The Canadian government is restoring an allowance worth thousands of dollars a year paid to some northern federal workers who own their own home.
Previously, a committee of the National Joint Council – featuring both government and union representatives – had announced changes that appeared to wipe out an annual housing subsidy of up to $8,500 for federal staff in Yellowknife who are homeowners.
Instead, the subsidy would be payable only to staff who rent accommodation or live in government housing, the council said earlier in the summer.

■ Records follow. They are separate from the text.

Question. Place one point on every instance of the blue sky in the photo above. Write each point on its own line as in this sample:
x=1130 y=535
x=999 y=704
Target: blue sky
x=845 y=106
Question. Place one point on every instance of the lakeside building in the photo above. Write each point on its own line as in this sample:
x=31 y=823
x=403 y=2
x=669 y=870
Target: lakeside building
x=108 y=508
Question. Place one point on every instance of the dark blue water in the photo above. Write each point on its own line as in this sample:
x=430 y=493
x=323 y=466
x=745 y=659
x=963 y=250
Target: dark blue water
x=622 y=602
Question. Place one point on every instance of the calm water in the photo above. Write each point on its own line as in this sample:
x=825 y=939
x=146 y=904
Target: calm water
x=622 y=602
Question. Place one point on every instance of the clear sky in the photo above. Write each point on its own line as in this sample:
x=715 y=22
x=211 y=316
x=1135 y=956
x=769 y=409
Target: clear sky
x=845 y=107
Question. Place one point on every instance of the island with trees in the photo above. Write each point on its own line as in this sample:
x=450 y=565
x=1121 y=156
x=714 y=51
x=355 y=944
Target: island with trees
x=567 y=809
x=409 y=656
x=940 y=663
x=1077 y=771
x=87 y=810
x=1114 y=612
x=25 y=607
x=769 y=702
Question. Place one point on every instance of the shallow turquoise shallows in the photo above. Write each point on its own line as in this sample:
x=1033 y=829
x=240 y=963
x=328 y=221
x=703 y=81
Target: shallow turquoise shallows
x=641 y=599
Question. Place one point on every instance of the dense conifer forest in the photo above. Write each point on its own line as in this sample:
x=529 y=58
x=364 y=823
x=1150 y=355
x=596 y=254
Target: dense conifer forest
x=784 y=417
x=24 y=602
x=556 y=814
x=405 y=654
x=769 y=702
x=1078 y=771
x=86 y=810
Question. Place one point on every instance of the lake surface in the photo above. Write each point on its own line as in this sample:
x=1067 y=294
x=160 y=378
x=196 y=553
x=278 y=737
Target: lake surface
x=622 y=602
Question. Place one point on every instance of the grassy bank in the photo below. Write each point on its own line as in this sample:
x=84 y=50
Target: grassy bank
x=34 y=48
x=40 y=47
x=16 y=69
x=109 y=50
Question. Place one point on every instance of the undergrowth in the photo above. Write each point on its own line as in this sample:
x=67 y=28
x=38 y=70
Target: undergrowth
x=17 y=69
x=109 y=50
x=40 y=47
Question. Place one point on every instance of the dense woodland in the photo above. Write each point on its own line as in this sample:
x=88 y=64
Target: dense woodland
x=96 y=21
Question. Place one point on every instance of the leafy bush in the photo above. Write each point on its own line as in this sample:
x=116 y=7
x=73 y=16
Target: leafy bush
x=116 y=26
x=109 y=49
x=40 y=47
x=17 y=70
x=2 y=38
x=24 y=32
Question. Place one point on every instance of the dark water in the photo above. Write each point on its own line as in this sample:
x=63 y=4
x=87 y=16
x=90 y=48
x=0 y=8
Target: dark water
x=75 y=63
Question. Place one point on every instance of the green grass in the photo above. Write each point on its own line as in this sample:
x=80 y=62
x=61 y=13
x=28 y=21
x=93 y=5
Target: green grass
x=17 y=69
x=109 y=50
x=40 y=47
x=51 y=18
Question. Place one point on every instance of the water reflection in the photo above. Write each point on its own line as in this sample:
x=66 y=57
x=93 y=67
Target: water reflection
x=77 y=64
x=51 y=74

Even then, the subsidy would be reduced by several thousand dollars a year in some locations.
While those reductions remain in place, the National Joint Council has now issued a “clarification” asserting that the northern housing subsidy “is payable to employees renting or owning private accommodation,” rather than simply those renting.
A communiqué issued by the council on Wednesday appeared to suggest that the council hadn’t even known, when drawing up the initial changes this summer, how individual federal departments were awarding the housing subsidy.

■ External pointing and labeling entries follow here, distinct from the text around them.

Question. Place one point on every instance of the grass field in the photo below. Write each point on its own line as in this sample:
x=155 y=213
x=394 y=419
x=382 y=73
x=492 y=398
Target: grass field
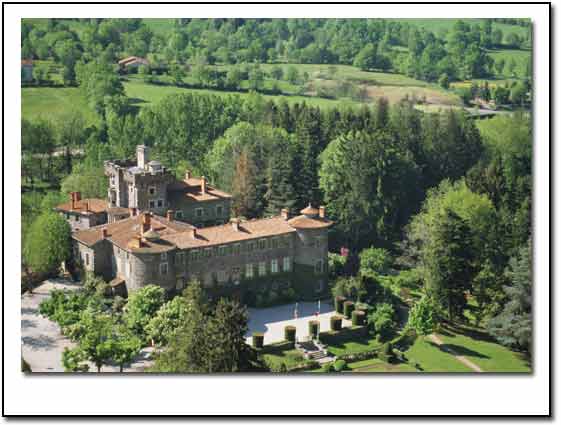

Only after the changes were published and concerns raised by staff was “additional information sought from departments,” the council wrote, at which point it discovered the subsidy was being applied to “all employees working in qualifying locations,” not just those renting privately or in government accommodation.
The revised subsidy announced on Wednesday means Yellowknife federal staff who own their own home won’t now lose a subsidy that was worth $8,500 over the past year – but the sum they get will still decrease.
Under the remaining changes announced in the summer, the subsidy – known as the Shelter Cost Differential – is dropping from $8,502 to $6,526 for those renting privately (or, thanks to the latest change, those who own a home).
For those in government housing, the subsidy is dropping from $9,128 to $6,526 if you have dependants or from $5,477 to $3,915 if you don’t. Amounts vary for staff on hourly pay scales.
Amounts payable are also being reduced in Inuvik, in some circumstances again by thousands of dollars a year, and removed entirely in Norman Wells, where the amount paid was already much lower than in Inuvik or Yellowknife.